Sembra che Palazzo Montecitorio abbia allestito un ospedale da campo dopo la trionfale giornata di sabato durante la quale è stato rieletto, a furor di peones, Sergio Mattarella alla Presidenza della Repubblica. L’intero gruppo dirigente dei partiti ha avuto bisogno di cure immediate.
Il più grave è subito apparso Matteo Salvini ricoverato d’urgenza in una piccola terapia intensiva allestita nella prima infermeria al lato sinistro dell’aula. Era la sua grande occasione dopo il ritiro della candidatura di Berlusconi. Doveva dimostrare a sé stesso e a tutti la sua grande capacità di guida della coalizione di centro-destra. E’ caduto subito nella trappola della sinistra che, riconoscendogli il ruolo di maggioranza relativa, gli ha sollecitato nomi di uomini e donne.
Il povero Matteo ne ha sfornato sfusi e a pacchetti esponendo persone di qualità alle puntuali bocciature del campo di Agramante. Gettò nella mischia anche il Presidente del Senato nel tentativo di mostrare la forza delle proprie falangi. E fu un altro disastro. Ebbe disordini motori con mobilità disordinata entrando e uscendo dal Palazzo, dichiarando e proponendo di tutto e di più salvo poi arrendersi al democristiano Mattarella in odio al democristiano Casini.
L’incubo dei democristiani lo aveva sfinito. Intanto Giorgia, la sua maggiore alleata, dopo un tentativo di blitz ripristinando l’asse sovranista Conte-Salvini-Fratelli d’Italia subito bocciato dagli altri, ebbe una crisi di nervi urlando e minacciando il povero Matteo già sottoposto a cure urgenti in terapia intensiva.
Ma se Sparta piangeva Atene non rideva. Mentre Luigi Di Maio, nell’ombra, riceveva diversi candidati sottotraccia dando a tutti rassicurazioni a cominciare da Mario Draghi, Giuseppe Conte aveva crisi allucinatorie continue per cui le 5 stelle erano diventate 55 e faceva accordi con tutti mentre girava per il palazzo cantando “ Io cerco la Titina, la cerco e l’ho trovata” nel tentativo di candidare una donna.
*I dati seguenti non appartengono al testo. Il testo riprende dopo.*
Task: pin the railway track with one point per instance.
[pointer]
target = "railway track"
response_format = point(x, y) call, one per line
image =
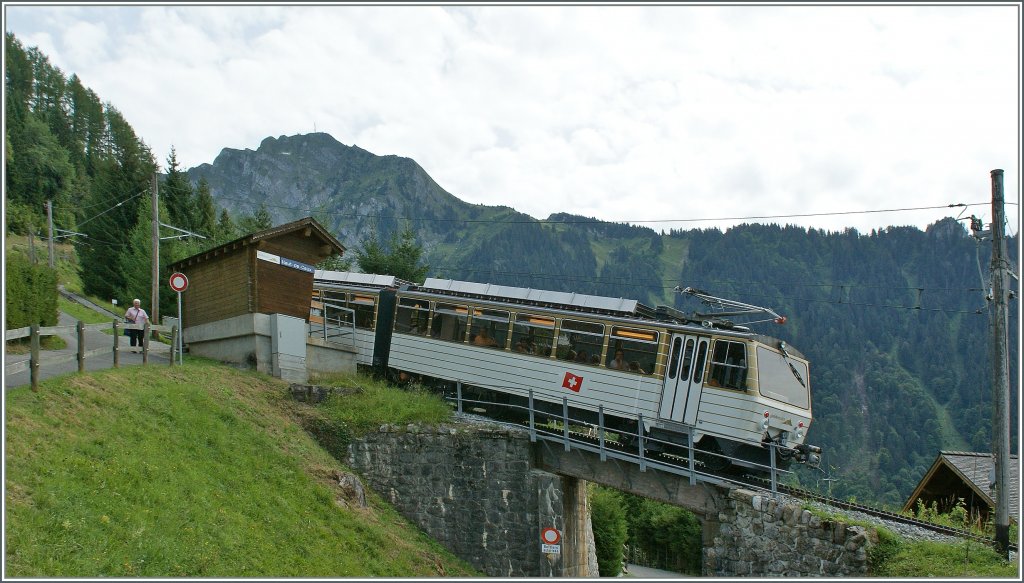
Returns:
point(802, 494)
point(682, 463)
point(880, 513)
Dopo una notte piena di incontri fu anche lui ricoverato nell’ospedale da campo dentro Montecitorio pur non essendo parlamentare. Nel frattempo Enrico Letta, frastornato e confuso, abbracciò, cercando serenità, finanche l’odiato amico Matteo Renzi mentre nella notte tra venerdì e sabato, tentando di trovare il bandolo della matassa, ebbero una allucinazione collettiva e videro una folla di parlamentari, deputati e senatori, marciare in fila per quattro issando manifesti con l’effige di Sergio Mattarella.
Tentarono di scappare da quelle allucinazioni ma inciamparono e finirono anche loro nell’infermeria con contusioni multiple mentre l’aula di Montecitorio votava compatta Sergio Mattarella insieme al suo paggetto, Carlo Nordio anonimo veneziano tanto caro alla svenuta Meloni.
Mentre lo staff medico era impegnato a soccorrere i capi politici di una sistema franato arrivò una telefonata da Palazzo Chigi “il premier Mario Draghi ha grandi vertigini e vomito, avete un posto o un medico da mandarci?”. “Mettetelo steso e lasciatelo per un’ora immobile e vediamo se passa”, fu il consiglio del Capo staff medico di Montecitorio, “e se le vertigini aumentano dategli una spremuta di arance siciliane, quelle belle grandi e sanguigne”.
E così fecero. Cinque ore dopo tutti si sentivano un po’ meglio. Draghi si era già messo seduto, Letta e Conte zoppicavano ma camminavano lentamente mentre Salvini rimaneva con prognosi riservata. La grande armata politica che pensava di guidare il Paese verso nuovi lidi in soli 6 giorni e 5 notti fu sconfitta dall’onda lunga dell’eternità democristiana.